You have to admire the restraint really, don’t you. Conceived at the height of grunge’s commercial success, when it was tricky to even nip down the shops for a pack of custard creams without treading on a fuzz pedal, their commendable mission-statement was to create music as quietly and as slowly as possible. Purveyors of (s)lowcore, whether through a reactionary stubbornness or genuine artistic desire, their methods paid great dividends. Songs developed like sketches of landscapes in the dim light of dusk, gradually exploring faint contours. Haste was a remarkably unfamiliar concept, every strike of a string or drum-skin delicately and carefully arranged, a necessary craftsmanship given the amount of time you had to consider it before the next came along. Urges were not characteristic Low traits, there were few things that could not wait. So what to make of ‘The Great Destroyer’s change of course, then?
Low have made, by their own definition, a “stinkin’ rock record”. You heard right, this is not a joke, even if it’s clearly not as true as it purports to be. But what of the niche they have spent years meticulously carving away at by hand? What of the detail and the care? What of the withdrawn tenderness and dry lyrics? The truth is there has been a change of gear here, the walls of their haven have crumbled away, there’s a wider view and the shot takes in both blazing fires and flickering candlelight. But there is still only one band that could have conceivably made this. Every song is still so easy to fall in love with, each moment still crammed with rich detail.
It’s like tantric sex, or at least we hazard a guess that it could be. It’s the minutiae of the journey, rather than the actual destination that is so important. You will still reach your destination and it will be all the more intense for having charted such an intricate path. After years of creeping carefully, aside from the occasional flourish of volume like on ‘Trust’s standout track ‘Canada’, it feels like they’ve reached their destination. And so they give into temptation. This is like one immense, overdue rush of blood to the head. Individual tracks follow that course here in their own right too, ‘Pissing’ being one track (‘When I Go Deaf’ another) that slips cautiously out of the silence, weaving trademark sandpaper melodies over lumbering background rhythms before descending, at the 3 and a half minute mark, into cathartic feedback, letting their emotions fly.

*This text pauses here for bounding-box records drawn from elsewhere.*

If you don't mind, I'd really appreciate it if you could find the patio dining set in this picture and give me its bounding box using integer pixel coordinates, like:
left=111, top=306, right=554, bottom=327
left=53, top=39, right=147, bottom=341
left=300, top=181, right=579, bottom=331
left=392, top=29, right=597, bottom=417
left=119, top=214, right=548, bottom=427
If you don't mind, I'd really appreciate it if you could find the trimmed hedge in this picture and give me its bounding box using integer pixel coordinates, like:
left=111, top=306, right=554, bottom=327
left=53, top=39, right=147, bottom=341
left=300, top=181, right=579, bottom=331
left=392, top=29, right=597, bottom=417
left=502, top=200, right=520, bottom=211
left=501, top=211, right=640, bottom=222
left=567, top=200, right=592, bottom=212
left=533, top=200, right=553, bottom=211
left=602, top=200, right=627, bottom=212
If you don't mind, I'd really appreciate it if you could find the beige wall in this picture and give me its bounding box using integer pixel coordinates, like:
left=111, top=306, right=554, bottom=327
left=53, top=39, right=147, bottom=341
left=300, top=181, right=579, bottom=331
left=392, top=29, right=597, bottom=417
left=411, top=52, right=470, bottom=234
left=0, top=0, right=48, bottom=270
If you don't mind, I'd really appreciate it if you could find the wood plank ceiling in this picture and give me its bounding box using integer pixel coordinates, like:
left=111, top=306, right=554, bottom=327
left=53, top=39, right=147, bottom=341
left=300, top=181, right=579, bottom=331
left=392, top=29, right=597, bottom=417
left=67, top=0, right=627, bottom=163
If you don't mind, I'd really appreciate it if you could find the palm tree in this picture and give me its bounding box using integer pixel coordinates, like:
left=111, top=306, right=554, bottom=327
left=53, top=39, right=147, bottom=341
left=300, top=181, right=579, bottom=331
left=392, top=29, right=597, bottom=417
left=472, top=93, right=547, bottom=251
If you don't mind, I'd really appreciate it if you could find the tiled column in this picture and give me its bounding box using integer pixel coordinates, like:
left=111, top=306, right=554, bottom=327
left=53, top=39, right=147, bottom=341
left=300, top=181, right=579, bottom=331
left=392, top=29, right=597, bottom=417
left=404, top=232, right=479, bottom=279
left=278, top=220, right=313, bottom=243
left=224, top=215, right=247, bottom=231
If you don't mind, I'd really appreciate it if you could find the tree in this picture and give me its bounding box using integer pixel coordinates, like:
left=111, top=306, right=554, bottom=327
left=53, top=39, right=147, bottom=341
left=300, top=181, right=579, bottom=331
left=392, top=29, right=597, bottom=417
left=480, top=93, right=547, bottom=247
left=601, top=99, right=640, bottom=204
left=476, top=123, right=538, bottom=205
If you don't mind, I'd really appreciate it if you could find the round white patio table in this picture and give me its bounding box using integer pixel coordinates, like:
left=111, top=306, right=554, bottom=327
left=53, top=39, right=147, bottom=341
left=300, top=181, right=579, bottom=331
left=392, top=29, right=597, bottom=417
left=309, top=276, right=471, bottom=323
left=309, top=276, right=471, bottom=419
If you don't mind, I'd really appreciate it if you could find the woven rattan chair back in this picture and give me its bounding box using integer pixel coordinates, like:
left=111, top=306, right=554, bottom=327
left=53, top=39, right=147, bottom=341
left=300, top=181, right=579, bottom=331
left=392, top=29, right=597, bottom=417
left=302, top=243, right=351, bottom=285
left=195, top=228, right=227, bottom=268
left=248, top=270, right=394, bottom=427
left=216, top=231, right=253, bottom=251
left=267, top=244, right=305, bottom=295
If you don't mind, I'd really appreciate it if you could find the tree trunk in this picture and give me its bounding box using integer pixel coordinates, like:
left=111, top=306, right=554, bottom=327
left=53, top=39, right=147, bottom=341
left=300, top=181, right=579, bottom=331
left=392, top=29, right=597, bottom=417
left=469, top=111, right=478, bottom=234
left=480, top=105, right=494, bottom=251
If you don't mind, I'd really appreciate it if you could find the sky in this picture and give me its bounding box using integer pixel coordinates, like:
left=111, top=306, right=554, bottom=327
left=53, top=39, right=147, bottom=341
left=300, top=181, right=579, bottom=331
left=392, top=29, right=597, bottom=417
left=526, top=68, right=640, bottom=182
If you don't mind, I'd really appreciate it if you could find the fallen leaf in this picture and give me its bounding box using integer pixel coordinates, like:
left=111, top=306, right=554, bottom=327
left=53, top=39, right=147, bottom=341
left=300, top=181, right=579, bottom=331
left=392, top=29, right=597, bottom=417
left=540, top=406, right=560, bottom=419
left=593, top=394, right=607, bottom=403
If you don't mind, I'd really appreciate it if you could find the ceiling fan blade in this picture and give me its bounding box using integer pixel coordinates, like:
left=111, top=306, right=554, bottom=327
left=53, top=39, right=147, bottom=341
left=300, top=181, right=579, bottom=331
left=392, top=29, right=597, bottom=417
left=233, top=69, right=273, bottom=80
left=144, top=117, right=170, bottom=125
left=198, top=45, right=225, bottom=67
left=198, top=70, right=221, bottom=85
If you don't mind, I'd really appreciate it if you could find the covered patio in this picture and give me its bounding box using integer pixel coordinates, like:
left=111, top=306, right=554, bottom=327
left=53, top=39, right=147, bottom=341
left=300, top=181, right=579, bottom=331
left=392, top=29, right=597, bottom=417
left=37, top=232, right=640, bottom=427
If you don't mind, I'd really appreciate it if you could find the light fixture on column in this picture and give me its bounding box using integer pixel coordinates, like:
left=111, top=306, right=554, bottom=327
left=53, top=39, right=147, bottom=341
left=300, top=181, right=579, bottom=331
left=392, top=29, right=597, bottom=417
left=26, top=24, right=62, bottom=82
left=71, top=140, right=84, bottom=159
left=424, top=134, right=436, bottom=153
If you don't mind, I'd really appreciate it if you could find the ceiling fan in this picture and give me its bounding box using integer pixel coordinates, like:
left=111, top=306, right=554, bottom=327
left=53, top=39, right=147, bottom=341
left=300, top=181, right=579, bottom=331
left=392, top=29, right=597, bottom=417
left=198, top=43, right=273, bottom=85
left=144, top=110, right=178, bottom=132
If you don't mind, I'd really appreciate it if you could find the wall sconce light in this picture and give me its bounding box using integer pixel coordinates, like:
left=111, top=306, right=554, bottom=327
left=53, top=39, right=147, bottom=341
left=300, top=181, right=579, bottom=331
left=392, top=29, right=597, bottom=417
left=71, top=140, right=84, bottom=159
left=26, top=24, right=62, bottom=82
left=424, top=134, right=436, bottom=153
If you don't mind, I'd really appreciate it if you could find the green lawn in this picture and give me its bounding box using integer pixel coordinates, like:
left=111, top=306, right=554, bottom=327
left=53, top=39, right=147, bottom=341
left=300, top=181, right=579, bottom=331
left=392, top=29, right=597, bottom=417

Opening track ‘Monkey’ makes an immediate statement, Mimi Parker’s drums more domineering than ever, though still set back perfectly, like a tribal beat of war, as a sinister air takes hold of the vocals and scythe like guitars follow suit. ‘Silver Rider’ takes its bluster from a more burgeoning ethereal mass of sound, ‘Just Stand Back’ is the sweetest, almost upbeat alt-country tune, reinforced with rough-edged distortion and given a twist with the reemergence of those sinister lyrics, and ‘On the Edge Of’ is positively swimming in psychedelia, perhaps stealing a cap of Mercury Rev’s potion off producer Dave Fridmann.
Far from feeling cheated, or like they’ve betrayed themselves and discarded everything that made them so precious, it feels right, it feels due. Everything’s still there, you just have more to dig through. And having the power of restraint can perhaps only truly be effective when you know exactly when to let go.